Well, it can be done. Though several techniques have emerged in the recent past, transfection is an evolving science. Now, a team of researchers from IIT-Madras, in collaboration with scientists from the UK and Taiwan, have achieved a signal breakthrough.

Broadly, there are three ways of doing transfection. First, biological, in which the desired genetic material is introduced into a virus; the virus is then used as a truck to take the material inside the cell. Easy method, but there are undesirable side-effects — it could trigger an immuno-response from the body or set off harmful genetic mutations.

Second, the chemical method — you attach your shipment to the positive ions of certain chemicals (cationic polymer, cationic amino acids) and they get attracted to the negatively charged cell membrane. This is tough, because you have to match the chemicals to the type of cell, or else the ‘transfection efficiency’ will be low.

The third method, physical, is gaining ground. Here again, there are different techniques, such as micro-injection, biolistics and electroporation. Micro-injection is straightforward injection but demands high skill and is laborious. ‘Biolistics’, or biological ballistics, is expensive as it needs equipment for mixing the shipment material with gold and shooting it into the cell using a gene-gun.

Electroporation, a more fancied technique, involves applying an electric field to the cell, so that its permeability increases — the holes in its walls get bigger, so that our shipment passes through. For this, of course, you would need extremely small electrodes (at least one-thousandth of an mm).

Researchers often need to work with a single cell because bulk transfection techniques, involving millions of cells together, provide only average data. In contrast, single-cell transfection techniques (SCTT) provide a better understanding of the interactions between molecules and organelles, which can help in the development of therapeutics and diagnostic tools.

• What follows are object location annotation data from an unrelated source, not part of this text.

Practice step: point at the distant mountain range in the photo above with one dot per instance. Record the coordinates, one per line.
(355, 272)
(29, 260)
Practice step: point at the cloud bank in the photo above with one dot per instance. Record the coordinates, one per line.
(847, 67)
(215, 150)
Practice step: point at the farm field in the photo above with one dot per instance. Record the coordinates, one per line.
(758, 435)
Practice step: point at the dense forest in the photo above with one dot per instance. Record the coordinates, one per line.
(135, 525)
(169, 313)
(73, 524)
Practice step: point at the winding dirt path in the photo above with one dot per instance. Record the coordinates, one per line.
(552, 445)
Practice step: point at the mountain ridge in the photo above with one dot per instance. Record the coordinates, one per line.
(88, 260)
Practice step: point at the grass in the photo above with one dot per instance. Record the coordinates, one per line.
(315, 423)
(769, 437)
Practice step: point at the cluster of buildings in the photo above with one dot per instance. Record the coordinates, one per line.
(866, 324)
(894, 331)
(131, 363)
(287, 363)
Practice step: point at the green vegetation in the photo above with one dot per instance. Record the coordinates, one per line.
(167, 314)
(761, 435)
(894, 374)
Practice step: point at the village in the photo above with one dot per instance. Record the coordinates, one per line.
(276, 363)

Professors Tuhin Subhra Santra of IIT-Madras, Srabani Kar of the University of Cambridge, and Fan-Gang Tseng and Hwan-You Chang of the Hua University of Taiwan have jointly developed a device for electroporation that uses nano-, rather than micro-, electrodes.

Now, that is extremely small. A nano is one-thousandth of micro. The researchers fabricated a very precise array of nano-electrodes with the help of advanced micro/nanofabrication techniques. The gap between two nano-electrodes was 70 nanometers and the interspace between an array of nano-electrodes was 5 micrometers. The electric pulse creates temporary hydrophilic (water-loving) pores, through which the desired cargo could be slipped in. In the experiment, the researchers used their device to deliver into a cell material such as cell-impermeable dyes, quantum dots (nano crystals that can ferry electrons) and plasmids (a kind of DNA).

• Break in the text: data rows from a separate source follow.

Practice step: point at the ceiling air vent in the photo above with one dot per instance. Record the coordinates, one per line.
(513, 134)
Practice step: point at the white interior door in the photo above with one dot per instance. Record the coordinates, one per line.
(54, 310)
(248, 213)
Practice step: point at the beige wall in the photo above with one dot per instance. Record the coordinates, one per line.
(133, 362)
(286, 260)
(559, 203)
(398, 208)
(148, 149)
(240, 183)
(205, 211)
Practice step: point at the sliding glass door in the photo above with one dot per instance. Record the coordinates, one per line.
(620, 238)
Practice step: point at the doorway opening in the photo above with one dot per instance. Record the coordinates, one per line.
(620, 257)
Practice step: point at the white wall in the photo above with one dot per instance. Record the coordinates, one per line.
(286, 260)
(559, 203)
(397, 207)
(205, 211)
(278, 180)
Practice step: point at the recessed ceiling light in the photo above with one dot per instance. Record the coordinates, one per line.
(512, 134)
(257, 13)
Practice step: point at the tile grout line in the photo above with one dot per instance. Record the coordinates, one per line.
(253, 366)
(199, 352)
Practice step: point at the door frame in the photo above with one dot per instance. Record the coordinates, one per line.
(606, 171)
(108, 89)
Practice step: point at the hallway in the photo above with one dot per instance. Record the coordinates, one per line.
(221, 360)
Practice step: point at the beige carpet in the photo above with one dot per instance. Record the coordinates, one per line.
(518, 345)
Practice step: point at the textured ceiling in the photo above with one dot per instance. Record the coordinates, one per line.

But why bother with nano-electrodes and what is wrong with micro-electrodes? With nano-electrodes, the voltage applied is small (4V to 6V) and, because of this, the cell lives longer (3 to 4 days). With micro-electrodes, the voltage needed is large enough to kill the cell within minutes after the cargo gets in. Due to the smaller nano-electrode surface area, the electrolysis effect was almost negligible, which enhanced cell viability, Santra told Quantum .

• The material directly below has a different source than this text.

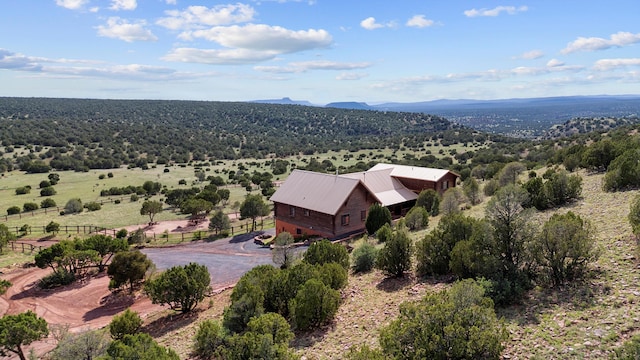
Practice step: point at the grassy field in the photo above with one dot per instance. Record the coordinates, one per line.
(583, 320)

Also, with nano-electrodes it is possible to choose where to puncture holes in the cell membrane. This brings in two advantages. One, you deny the entry of other unwanted materials into the cell. Two, you can do parallel transfection of multiple drugs and see how they interact. “This nanodevice provides a spatial and temporal dosage control technique, offering high transfection efficiency and cell viability,” Santra said.

As such, this technology is a significant breakthrough in transfection techniques, which can aid drug research.